À tarde, já cansados, foram surpreendidos pelos negros aquilombados à beira de um córrego. Em um ofício o comandante escreveu: “os escravos quando nos sentiram postaram-se em um morro que ficava fronteiro e dali nos receberam dando uma descarga de mosquetaria”, o que foi respondido pelos militares avançando em filas alternadas. Os negros não recuaram, usando armas de fogo, facões e espadas, atracaram-se às colunas em luta corpo a corpo fazendo-as bater em retirada, deixando pelo caminho 2 soldados mortos e dezenas de feridos. “O Coronel e seus comandantes corriam de volta a Paty do Alferes em debandada”.

No outro dia uma escolta voltou ao local do combate para recolher os soldados mortos e feridos.

Dois sentimentos foram despertados, diz o historiador Eduardo Sciscínio: “o de euforia dos escravos, que numa visão errônea da vitória final, multiplicaram as incursões nas fazendas próximas, e o de vingança dos fazendeiros que aguçaram o seu ódio aos negros e passaram a pressionar o Governo Imperial”.

Comandados pelo Oficial Luiz Alves de Lima e Silva, o futuro Duque de Caxias, uma força da Guarda Nacional se deslocou, em 14 de novembro de 1838, subindo o caminho do Comércio, através da vila de Iguassu em direção à Vassouras, juntando-se a guarda local.

Ao chegar a região do conflito, cercaram o Quilombo com uma força numerosa, “os escravos resistiram como puderam: à unha, à faca, jogando com astúcia e com a vida”.

Os feitos heróicos de Manoel Congo, que ao lado de Maria Crioula, foram presenciados pelos seus companheiros, infelizmente não ficaram registrado para a história.
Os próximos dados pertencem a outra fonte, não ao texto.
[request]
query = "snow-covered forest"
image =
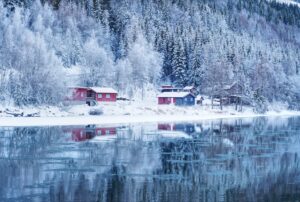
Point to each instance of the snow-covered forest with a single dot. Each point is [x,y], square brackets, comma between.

Os vencidos não têm heróis.

Após os negros baterem em retirada para o interior da floresta, deixando dezenas de mortos e feridos, Manoel Congo e Maria Crioula foram levados presos junto com seus companheiros de comando para Vassouras.

“Caxias era o tipo escarrado do herói” diz Eduardo Sciscínio, “matou escravos como ele só. Voltou glorioso apanhando admiração que eram até imorais. As moças jogavam-lhe olhares, os rapazes batiam palmas, os velhos matavam leitoas em honra dele”.

No dia 6 de setembro de 1838, subia ao cadafalso na cidade de Vassouras, para ser enforcado em praça pública, aquele que deveria ser considerado um símbolo de resistência da raça negra ao cativeiro no Estado do Rio de Janeiro: Manoel Congo.

Seus companheiros, Justino Benguela, Antonio Magro, Pedro Dias, Bellarmino, Miguel Creôlo, Canuto Moçambique e Affonso Angola, como líderes da revolta, sofreram a pena de seiscentas e cinqüenta chibatadas e gargalheira pôr três anos. Maria Crioula e os demais foram “absolvidos” e entregues aos seus donos.

Liderar uma revolta com cerca de trezentos escravos numa região comandada pelos “Barões do Café”, é um feito heróico, que deveria ser ensinado nas escolas e que segundo o historiador Manoel Florentino: “É necessário que haja heróis negros, principalmente para as crianças negras terem com quem se identificar”.